Barbara Berlusconi: “Accuse inverosimili e ridicole”

Le dichiarazioni di Brusca hanno provocato la dura reazione di Barbara Berlusconi, figlia di Silvio Berlusconi.

La donna ha contestato con forza la ricostruzione emersa durante l’udienza, definendo “intollerabile” che le dichiarazioni di persone responsabili di alcuni dei più gravi delitti della storia recente italiana possano essere utilizzate, a suo giudizio, per alimentare nuove accuse nei confronti del padre.

Barbara Berlusconi ha sostenuto che da oltre trent’anni si continuino a riproporre teorie e sospetti nei confronti dell’ex premier, senza che siano emerse prove a sostegno delle accuse.

Secondo la figlia dell’ex presidente del Consiglio, inoltre, il procedimento contro Baiardo si sarebbe trasformato in una sorta di nuovo processo sulle stragi del 1993-1994, riportando alla ribalta contestazioni già affrontate in precedenti procedimenti giudiziari.

La conclusione della sua presa di posizione è stata particolarmente netta: Silvio Berlusconi, morto nel 2023, non può più difendersi personalmente e, proprio per questo, la famiglia sostiene di voler replicare alle accuse ogni volta che sarà necessario.

Il legale della famiglia: “Inattendibilità già accertata”

Sulla stessa linea si è espresso Giorgio Perroni, legale della famiglia Berlusconi, che ha contestato il valore delle dichiarazioni rese da Brusca.

Secondo l’avvocato, in precedenti procedimenti giudiziari sarebbero già emersi elementi tali da mettere in discussione l’attendibilità delle dichiarazioni del collaboratore di giustizia riguardanti Silvio Berlusconi e Marcello Dell’Utri.

Perroni ha richiamato alcune precedenti valutazioni dei giudici, secondo cui le dichiarazioni sarebbero state caratterizzate da contraddizioni e ambiguità e considerate prive di sufficiente consistenza sul piano probatorio.

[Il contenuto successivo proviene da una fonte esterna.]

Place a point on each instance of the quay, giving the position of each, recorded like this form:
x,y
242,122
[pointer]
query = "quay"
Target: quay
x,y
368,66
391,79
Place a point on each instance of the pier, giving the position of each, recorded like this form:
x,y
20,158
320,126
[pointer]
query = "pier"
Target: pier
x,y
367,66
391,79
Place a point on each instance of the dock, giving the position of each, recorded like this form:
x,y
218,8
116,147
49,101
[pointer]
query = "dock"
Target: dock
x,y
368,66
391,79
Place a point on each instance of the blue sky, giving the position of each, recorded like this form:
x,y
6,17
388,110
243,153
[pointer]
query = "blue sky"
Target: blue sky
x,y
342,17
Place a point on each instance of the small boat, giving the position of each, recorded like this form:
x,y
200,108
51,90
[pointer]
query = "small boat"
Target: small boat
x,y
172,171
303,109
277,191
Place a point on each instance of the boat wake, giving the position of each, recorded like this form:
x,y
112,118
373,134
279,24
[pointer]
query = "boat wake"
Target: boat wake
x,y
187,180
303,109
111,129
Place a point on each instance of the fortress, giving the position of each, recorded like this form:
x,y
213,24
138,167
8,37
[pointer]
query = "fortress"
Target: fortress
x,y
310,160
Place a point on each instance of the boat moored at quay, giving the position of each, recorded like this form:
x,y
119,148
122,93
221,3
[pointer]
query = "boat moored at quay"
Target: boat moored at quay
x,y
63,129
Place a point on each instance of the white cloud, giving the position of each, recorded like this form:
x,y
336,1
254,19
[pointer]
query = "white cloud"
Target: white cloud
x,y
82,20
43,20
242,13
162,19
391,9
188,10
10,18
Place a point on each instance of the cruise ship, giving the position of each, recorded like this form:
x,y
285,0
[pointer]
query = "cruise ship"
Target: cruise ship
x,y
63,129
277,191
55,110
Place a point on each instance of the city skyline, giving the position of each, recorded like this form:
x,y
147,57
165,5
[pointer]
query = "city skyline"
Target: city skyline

Il legale ha quindi criticato la scelta di riportare nuovamente al centro del dibattito accuse riguardanti persone che, a suo giudizio, non sono parti del procedimento fiorentino. Particolarmente grave, secondo Perroni, sarebbe il fatto che tra le persone nuovamente chiamate in causa vi sia Berlusconi, ormai scomparso e quindi impossibilitato a rispondere direttamente alle contestazioni.

Un quadro giudiziario ancora da approfondire

Le dichiarazioni rese da Brusca rappresentano dunque un nuovo tassello di un’inchiesta processuale complessa, nella quale vengono esaminate ricostruzioni sulla strategia di Cosa nostra e sui possibili rapporti con il mondo politico degli anni Novanta.

Le affermazioni del collaboratore dovranno essere sottoposte al vaglio dei giudici insieme alle altre testimonianze e agli elementi documentali e investigativi acquisiti nel procedimento. Saranno quindi gli sviluppi del processo a stabilire quale valore attribuire alle diverse ricostruzioni emerse sulla stagione delle stragi e sui presunti rapporti tra mafia e politica.